This document describes how to manage user permissions in Chaos Mesh, including creating user account of different roles, binding permissions for users, managing tokens, and enable or disable permission authentication.
Chaos Mesh uses the native RBAC features in Kubernetes to manage user roles and permissions. To create, view and manage Chaos experiments, users need to have the corresponding permissions in the apiGroups
of chaos-mesh.org
to customize resources of Chaos experiments.
:::note
If Chaos Mesh is installed using Helm, permission authentication is enabled by default. For production environments and other scenarios with high security requirements, it is recommended to keep the permission authentication feature enabled. If you just want to give Chaos Mesh a try and quickly create Chaos experiments without enabling the permission authentication feature, you can refer to Enable or disable permission authentication to learn how to disable the feature.
:::
Create user accounts and bind permissions
You can create user accounts and bind permissions directly through the Chaos Mesh Dashboard interface. When you access the Dashboard, a login window pops up. Click the link Click here to generate:
After you click the link, another window pops up as follows:
The steps to create user accounts and bind permissions are as follows. You need to perform the first three of the following steps in the pop-up window:
Choose the permission scope
If you want to give the account the appropriate permissions for all Chaos experiments in Kubernetes, check the Cluster scoped box. If you specify a namespace in the Namespace dropdown option box, the account only has permissions in that specified namespace.
Choose the user role
Currently, Chaos Mesh provides the following user roles:
- Manager, who has all permissions to create, view, update, and delete Chaos experiments.
- Viewer, who has only the view permission for Chaos experiments.

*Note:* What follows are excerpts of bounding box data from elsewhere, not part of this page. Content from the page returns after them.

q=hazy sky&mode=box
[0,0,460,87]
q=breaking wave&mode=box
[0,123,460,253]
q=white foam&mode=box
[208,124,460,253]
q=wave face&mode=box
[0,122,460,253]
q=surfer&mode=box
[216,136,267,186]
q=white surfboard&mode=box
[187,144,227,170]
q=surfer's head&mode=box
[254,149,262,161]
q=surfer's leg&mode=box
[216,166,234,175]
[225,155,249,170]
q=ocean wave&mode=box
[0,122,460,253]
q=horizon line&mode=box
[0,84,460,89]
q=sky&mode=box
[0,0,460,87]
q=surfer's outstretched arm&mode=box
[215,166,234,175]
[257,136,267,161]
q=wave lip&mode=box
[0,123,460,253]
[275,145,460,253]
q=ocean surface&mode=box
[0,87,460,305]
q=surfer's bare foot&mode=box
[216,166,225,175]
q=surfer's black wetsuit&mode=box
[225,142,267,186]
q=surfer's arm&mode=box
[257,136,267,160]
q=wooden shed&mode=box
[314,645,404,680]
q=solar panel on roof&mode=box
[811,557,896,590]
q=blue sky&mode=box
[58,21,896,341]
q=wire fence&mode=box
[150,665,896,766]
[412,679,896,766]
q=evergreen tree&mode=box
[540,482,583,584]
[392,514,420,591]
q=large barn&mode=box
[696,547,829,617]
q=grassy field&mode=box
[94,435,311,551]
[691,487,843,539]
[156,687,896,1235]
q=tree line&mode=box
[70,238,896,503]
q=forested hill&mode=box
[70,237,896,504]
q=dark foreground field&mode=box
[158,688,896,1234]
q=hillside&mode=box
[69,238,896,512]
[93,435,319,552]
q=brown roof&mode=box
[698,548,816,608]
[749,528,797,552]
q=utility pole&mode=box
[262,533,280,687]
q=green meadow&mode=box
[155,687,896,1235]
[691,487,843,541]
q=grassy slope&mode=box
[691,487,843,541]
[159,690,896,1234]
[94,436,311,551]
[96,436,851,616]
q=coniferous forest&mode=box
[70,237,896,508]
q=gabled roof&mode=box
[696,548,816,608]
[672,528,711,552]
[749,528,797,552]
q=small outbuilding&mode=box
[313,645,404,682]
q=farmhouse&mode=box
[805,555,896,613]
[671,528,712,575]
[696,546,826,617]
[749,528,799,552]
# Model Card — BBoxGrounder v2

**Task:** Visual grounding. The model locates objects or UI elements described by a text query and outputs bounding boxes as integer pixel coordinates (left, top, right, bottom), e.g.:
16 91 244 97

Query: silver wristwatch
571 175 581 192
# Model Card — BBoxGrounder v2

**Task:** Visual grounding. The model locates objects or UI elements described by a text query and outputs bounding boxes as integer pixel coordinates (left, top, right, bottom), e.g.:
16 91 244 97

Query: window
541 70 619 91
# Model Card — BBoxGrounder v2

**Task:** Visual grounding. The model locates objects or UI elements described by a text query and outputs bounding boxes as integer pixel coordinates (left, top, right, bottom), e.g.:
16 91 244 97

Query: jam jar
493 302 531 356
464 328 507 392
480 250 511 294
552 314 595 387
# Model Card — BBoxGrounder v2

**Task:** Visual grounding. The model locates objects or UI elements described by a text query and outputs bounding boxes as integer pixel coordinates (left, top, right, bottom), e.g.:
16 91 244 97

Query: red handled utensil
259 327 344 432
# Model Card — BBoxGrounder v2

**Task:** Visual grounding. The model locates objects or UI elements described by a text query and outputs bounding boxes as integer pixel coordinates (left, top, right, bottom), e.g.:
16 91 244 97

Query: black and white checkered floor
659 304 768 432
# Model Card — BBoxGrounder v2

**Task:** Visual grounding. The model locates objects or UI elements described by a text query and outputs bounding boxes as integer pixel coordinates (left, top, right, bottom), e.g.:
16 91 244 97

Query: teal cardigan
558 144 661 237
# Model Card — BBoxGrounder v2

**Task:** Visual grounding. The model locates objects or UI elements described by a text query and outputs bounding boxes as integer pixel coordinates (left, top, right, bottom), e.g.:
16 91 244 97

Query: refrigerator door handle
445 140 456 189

Generate RBAC configurations
After determining the permission scope and user role of the created account, the Dashboard shows the corresponding RBAC configuration on the pop-up window page. For example, the RBAC configurations for a manager account in the namespace
busybox
looks like this:kind: ServiceAccount
apiVersion: v1
metadata:
namespace: busybox
name: account-busybox-manager-zcbaf
---
kind: Role
apiVersion: rbac.authorization.k8s.io/v1
metadata:
namespace: busybox
name: role-busybox-manager-zcbaf
rules:
- apiGroups: [""]
resources: ["pods", "namespaces"]
verbs: ["get", "watch", "list"]
- apiGroups:
- chaos-mesh.org
resources: [ "*" ]
verbs: ["get", "list", "watch", "create", "delete", "patch", "update"]
---
apiVersion: rbac.authorization.k8s.io/v1
kind: RoleBinding
metadata:
name: bind-busybox-manager-zcbaf
namespace: busybox
subjects:
- kind: ServiceAccount
name: account-busybox-manager-zcbaf
namespace: busybox
roleRef:
kind: Role
name: role-busybox-manager-zcbaf
apiGroup: rbac.authorization.k8s.io
Click COPY in the upper right corner of the configuration section in the pop-up window to copy the RBAC configuration and then save the content as
rbac.yaml
locally.Create the user account and bind permissions
Run the following command in your terminal:
kubectl apply -f rbac.yaml
Generate the token
Copy the command shown in the third step on the Token generator page and run the command in your terminal. The following is an example command:
kubectl describe - n busybox secrets account-busybox-manager-zcbaf
The output is as follows:
Name: account-busybox-manager-zcbaf-token-x572r
Namespace: busybox
Labels: <none>
Annotations: kubernetes.io/service-account.name: account-busybox-manager-zcbaf
kubernetes.io/service-account.uid: 19757b8d-195f-4231-b193-be18280b65d3
Type: kubernetes.io/service-account-token
Data
====
ca.crt: 1025 bytes
namespace: 7 bytes
token: eyJhbGciOi...z-PWMK8iQ
Copy the token data in the above output and use it for the next step to log in.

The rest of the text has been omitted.